The collaborative study focused on 44 targets, which together cover about 1 per cent of the human genome sequence, or about 30 million DNA base pairs. The targets were strategically selected to provide a representative cross section of the entire human genome.
“Our results reveal important principles about the organisation of functional elements in the human genome, providing new perspectives on everything from DNA transcription to mammalian evolution. In particular, we gained significant insight into DNA sequences that do not encode proteins, which we knew very little about before,” said Ewan Birney, Ph.D., head of genome annotation at the European Molecular Biology Laboratory’s European Bioinformatics Institute (EBI) in Hinxton, England.
The ENCODE consortium’s major findings include the discovery that the majority of DNA in the human genome is transcribed into functional molecules, called RNA, and that these transcripts extensively overlap one another. This broad pattern of transcription challenges the long-standing view that the human genome consists of a relatively small set of discrete genes, along with a vast amount of so-called junk DNA that is not biologically active.
The new data indicate the genome contains very little unused sequences and, in fact, is a complex, interwoven network. In this network, genes are just one of many types of DNA sequences that have a functional impact. “Our perspective of transcription and genes may have to evolve,” the researchers state, noting the network model of the genome “poses some interesting mechanistic questions” that have yet to be answered.
Other surprises in the ENCODE data have major implications for our understanding of the evolution of genomes, particularly mammalian genomes. Until recently, researchers had thought that most of the DNA sequences important for biological function would be in areas of the genome most subject to evolutionary constraint – that is, most likely to be conserved as species evolve. However, the ENCODE effort found about half of functional elements in the human genome do not appear to have been obviously constrained during evolution, at least when examined by current methods used by computational biologists.
According to ENCODE researchers, this lack of evolutionary constraint may indicate that many species’ genomes contain a pool of functional elements, including RNA transcripts, that provide no specific benefits in terms of survival or reproduction. As this pool turns over during evolutionary time, researchers speculate it may serve as a “warehouse for natural selection” by acting as a source of functional elements unique to each species and of elements that perform the similar functions among species despite having sequences that appear dissimilar.

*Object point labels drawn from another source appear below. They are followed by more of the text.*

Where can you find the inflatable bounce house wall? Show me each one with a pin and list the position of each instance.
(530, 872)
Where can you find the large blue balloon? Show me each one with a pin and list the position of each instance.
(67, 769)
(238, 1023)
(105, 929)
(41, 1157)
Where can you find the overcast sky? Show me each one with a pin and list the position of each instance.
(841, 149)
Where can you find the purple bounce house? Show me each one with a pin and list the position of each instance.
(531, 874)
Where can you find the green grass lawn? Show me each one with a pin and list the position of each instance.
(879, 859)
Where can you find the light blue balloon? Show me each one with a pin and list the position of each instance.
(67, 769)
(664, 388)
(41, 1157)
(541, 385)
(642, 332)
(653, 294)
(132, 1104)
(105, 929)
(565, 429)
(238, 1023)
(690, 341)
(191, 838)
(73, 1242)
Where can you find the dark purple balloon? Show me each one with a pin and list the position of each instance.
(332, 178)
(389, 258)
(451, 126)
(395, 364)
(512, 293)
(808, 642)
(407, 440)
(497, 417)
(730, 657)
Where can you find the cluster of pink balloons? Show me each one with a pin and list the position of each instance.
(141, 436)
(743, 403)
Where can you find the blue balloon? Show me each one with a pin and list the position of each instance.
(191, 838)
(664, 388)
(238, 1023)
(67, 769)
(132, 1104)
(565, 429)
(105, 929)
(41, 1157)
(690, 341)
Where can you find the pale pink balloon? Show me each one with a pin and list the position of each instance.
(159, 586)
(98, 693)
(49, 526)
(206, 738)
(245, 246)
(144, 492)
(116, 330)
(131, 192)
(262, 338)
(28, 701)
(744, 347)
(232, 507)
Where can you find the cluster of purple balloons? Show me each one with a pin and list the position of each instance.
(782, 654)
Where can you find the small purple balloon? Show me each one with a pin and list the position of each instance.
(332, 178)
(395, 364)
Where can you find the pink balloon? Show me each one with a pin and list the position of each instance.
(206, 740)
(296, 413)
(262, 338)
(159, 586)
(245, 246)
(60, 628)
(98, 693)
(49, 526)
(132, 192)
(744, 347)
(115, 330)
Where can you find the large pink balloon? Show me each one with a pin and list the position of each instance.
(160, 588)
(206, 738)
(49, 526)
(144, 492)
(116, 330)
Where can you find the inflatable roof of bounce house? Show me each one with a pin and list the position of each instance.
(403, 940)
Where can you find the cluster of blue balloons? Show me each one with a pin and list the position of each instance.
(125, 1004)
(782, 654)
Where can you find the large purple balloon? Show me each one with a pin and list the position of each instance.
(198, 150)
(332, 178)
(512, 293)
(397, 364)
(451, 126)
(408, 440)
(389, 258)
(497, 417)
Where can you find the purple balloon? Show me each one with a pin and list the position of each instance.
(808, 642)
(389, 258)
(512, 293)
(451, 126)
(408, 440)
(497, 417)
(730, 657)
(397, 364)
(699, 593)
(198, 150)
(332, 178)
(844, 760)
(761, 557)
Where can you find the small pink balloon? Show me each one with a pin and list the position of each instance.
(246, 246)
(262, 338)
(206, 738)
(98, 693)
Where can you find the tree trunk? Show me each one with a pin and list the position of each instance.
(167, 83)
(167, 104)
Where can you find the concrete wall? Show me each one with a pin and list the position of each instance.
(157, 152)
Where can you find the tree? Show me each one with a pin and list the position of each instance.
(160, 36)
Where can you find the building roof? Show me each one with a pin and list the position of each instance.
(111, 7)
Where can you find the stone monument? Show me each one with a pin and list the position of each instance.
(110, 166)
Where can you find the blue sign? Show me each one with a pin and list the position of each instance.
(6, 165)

“This impressive effort has uncovered many exciting surprises and blazed the way for future efforts to explore the functional landscape of the entire human genome,” said NHGRI Director Francis S Collins, M.D., Ph.D. “Because of the hard work and keen insights of the ENCODE consortium, the scientific community will need to rethink some long-held views about what genes are and what they do, as well as how the genome’s functional elements have evolved. This could have significant implications for efforts to identify the DNA sequences involved in many human diseases.”